Last night in my nightmares, I couldn’t breathe properly. I shifted awkwardly between asleep and awake, laying thinking of one memory in particular that haunts me – my mother on that Tuesday night before I dropped her at the hospital on Wednesday morning; my mother sitting at the dining room table after walking from her bedroom to the lounge, just a few meters being enough to leave her out of breath, sitting there panting with her head in her hands. I laid there thinking that, and then shifting back to sleep where I dreamed that I was the one struggling to breathe. Then I woke confused, uncertain if this was a dream or if I really did struggle.

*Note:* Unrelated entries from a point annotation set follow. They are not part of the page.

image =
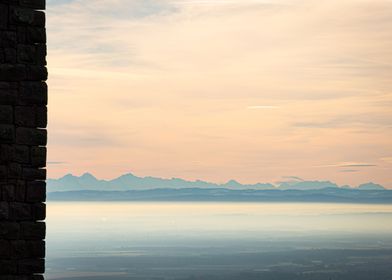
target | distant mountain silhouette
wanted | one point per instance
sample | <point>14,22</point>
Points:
<point>370,186</point>
<point>127,182</point>
<point>333,195</point>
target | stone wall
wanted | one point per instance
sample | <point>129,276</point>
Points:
<point>23,119</point>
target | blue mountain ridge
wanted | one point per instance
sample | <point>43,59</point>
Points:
<point>128,182</point>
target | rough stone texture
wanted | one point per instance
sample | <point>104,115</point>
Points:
<point>23,136</point>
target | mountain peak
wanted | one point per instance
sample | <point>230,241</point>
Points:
<point>370,186</point>
<point>87,175</point>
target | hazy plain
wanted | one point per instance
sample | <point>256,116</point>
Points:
<point>158,240</point>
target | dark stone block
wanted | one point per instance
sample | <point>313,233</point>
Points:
<point>38,156</point>
<point>3,16</point>
<point>18,248</point>
<point>33,93</point>
<point>37,73</point>
<point>13,72</point>
<point>35,4</point>
<point>5,249</point>
<point>30,266</point>
<point>6,114</point>
<point>36,191</point>
<point>8,192</point>
<point>32,54</point>
<point>26,16</point>
<point>25,116</point>
<point>22,249</point>
<point>31,136</point>
<point>21,154</point>
<point>8,93</point>
<point>41,116</point>
<point>19,211</point>
<point>39,211</point>
<point>4,211</point>
<point>14,170</point>
<point>10,55</point>
<point>35,35</point>
<point>9,230</point>
<point>8,266</point>
<point>8,39</point>
<point>6,155</point>
<point>20,190</point>
<point>3,171</point>
<point>26,54</point>
<point>33,231</point>
<point>36,249</point>
<point>7,133</point>
<point>34,173</point>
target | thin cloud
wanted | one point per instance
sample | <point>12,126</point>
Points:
<point>263,107</point>
<point>293,178</point>
<point>348,164</point>
<point>387,159</point>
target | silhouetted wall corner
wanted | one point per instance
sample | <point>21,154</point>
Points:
<point>23,136</point>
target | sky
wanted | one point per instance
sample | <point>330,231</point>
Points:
<point>251,90</point>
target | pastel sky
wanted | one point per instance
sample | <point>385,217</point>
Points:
<point>249,90</point>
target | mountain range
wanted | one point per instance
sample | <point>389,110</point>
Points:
<point>130,182</point>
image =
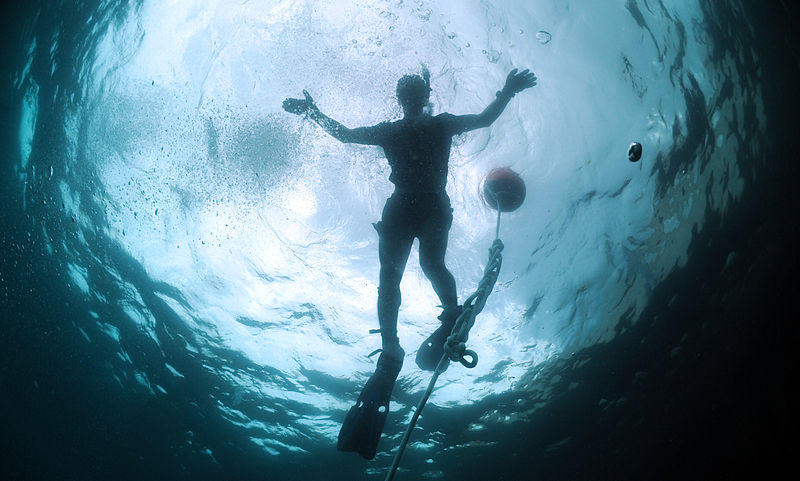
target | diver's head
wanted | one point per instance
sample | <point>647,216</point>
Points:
<point>413,93</point>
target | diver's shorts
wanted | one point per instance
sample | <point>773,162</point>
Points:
<point>414,213</point>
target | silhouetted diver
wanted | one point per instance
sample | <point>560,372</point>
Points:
<point>418,149</point>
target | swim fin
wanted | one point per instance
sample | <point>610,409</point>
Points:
<point>363,426</point>
<point>432,349</point>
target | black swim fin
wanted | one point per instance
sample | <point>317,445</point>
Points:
<point>363,426</point>
<point>432,349</point>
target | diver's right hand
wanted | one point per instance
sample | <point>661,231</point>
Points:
<point>517,82</point>
<point>299,106</point>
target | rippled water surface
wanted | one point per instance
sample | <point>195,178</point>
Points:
<point>190,273</point>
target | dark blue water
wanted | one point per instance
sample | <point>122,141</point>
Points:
<point>114,363</point>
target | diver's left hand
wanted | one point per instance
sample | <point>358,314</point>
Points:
<point>299,106</point>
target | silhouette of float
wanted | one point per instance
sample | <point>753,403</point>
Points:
<point>503,189</point>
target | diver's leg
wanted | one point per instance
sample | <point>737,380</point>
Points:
<point>393,250</point>
<point>432,248</point>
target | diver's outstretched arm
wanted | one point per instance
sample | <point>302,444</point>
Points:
<point>515,83</point>
<point>337,130</point>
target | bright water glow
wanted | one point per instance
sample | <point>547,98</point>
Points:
<point>262,222</point>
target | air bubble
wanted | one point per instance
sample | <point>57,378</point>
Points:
<point>543,37</point>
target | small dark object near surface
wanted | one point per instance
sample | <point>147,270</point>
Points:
<point>635,152</point>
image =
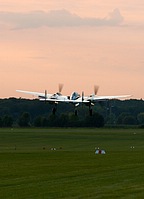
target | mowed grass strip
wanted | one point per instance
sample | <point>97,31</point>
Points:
<point>30,169</point>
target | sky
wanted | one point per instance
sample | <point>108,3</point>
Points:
<point>77,43</point>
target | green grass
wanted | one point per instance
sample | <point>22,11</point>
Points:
<point>29,169</point>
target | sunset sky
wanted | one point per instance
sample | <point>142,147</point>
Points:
<point>75,42</point>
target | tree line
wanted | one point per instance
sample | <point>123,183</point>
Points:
<point>16,112</point>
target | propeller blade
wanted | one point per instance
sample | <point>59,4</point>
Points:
<point>82,96</point>
<point>96,89</point>
<point>60,88</point>
<point>45,95</point>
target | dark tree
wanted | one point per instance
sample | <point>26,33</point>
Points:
<point>7,121</point>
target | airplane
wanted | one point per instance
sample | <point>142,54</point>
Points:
<point>75,98</point>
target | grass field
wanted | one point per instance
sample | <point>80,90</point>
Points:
<point>29,169</point>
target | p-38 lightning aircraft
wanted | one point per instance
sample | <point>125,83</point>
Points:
<point>75,98</point>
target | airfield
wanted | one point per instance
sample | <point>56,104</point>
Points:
<point>61,163</point>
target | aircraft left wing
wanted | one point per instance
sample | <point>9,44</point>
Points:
<point>37,94</point>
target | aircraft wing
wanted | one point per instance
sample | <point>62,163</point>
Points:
<point>100,98</point>
<point>37,94</point>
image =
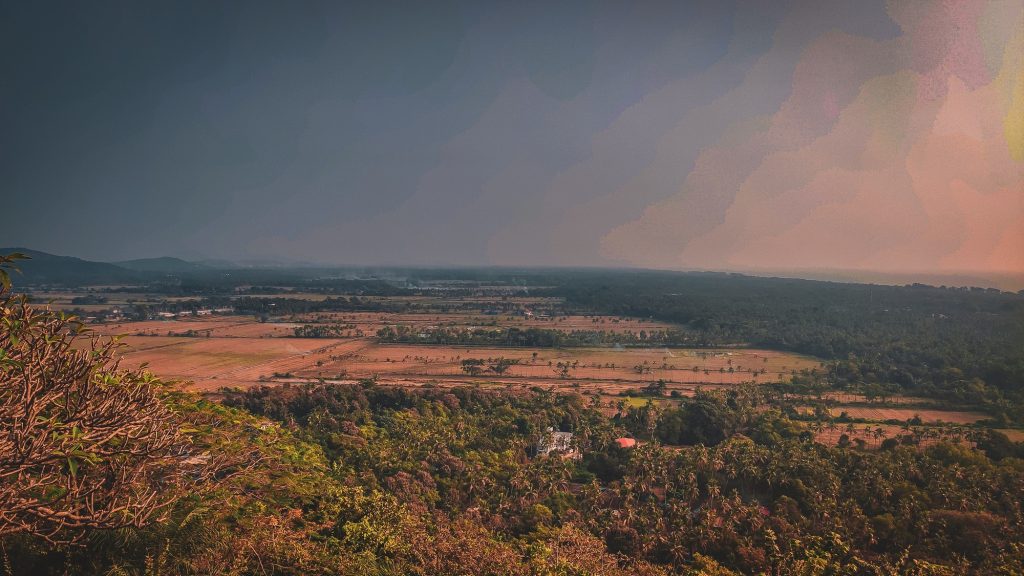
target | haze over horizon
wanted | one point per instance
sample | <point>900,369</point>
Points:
<point>870,137</point>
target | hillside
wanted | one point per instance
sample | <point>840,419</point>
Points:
<point>42,268</point>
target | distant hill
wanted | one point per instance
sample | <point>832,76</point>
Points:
<point>49,269</point>
<point>165,264</point>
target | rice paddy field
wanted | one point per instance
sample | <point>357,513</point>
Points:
<point>210,353</point>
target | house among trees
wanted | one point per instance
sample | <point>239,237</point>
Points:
<point>626,442</point>
<point>559,443</point>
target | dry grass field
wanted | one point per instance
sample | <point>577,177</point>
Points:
<point>238,351</point>
<point>926,415</point>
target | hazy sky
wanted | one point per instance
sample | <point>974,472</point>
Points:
<point>777,135</point>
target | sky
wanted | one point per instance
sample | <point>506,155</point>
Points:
<point>787,135</point>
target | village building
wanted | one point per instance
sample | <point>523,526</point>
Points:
<point>559,443</point>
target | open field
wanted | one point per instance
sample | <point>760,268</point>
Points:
<point>238,351</point>
<point>928,416</point>
<point>611,365</point>
<point>873,435</point>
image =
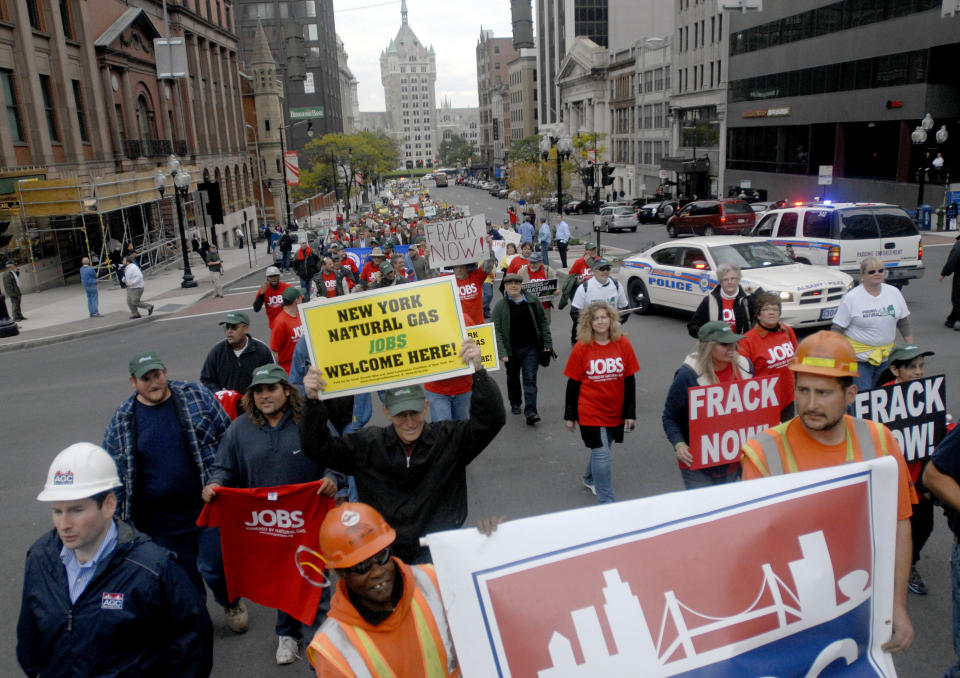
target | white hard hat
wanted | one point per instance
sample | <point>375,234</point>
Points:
<point>80,471</point>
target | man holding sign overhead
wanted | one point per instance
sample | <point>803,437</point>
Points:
<point>413,472</point>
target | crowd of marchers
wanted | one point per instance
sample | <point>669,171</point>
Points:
<point>119,585</point>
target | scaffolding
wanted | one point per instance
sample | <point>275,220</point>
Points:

I’ve started wondering if this was really a sensible time to quit cigarettes. My last smoke was quite late on Thursday night, but the craving has been quite intense since then. But it’s not just craving – I’m angry. This anger flares up in response to tiny things that should be insignificant. I don’t remember ever craving meth like this, but I am craving a cigarette. The part of me that wants it begs and pleads, insisting that all I need is one; that I can bum from my neighbour, Mervin downstairs, who normally bums from me. But no! I shut those thoughts down each time, by playing back that mental image of my mother, sitting there with her head in her hands as she struggled to breathe. I hear her voice, as she called me on her last day, a week ago yesterday, to tell me that they would try to drain the fluid from her lung using a needle. I thought I’d see her later that day. They were supposed to help her, not suddenly kill her! That’s why I’m still in shock. And I think of how she died not two hours later, but also that she might have lived much longer if she’d quit smoking sooner. I need to quit and not give in to any cravings, so that I can live longer, for my son.

So I have motivation, but it’s hurting. The more I think about it, the more it hurts.The grief and sense of loss is otherwise not as bad as it was a week ago. It’s still bad, but it’s OK. But the not smoking thing is really fucking me up. Even my sense of the passing of time is different without nicotine. I don’t know how that can be, but some annoying tasks, such as pulling off from a traffic light… seem to take much longer now. The waiting for the lights to change from red to green… seems much longer than it needs to be. I used to take a lot of smoke breaks as well, sometimes before and after doing just about every little thing. Now I have all this extra time and no clue what to do with it.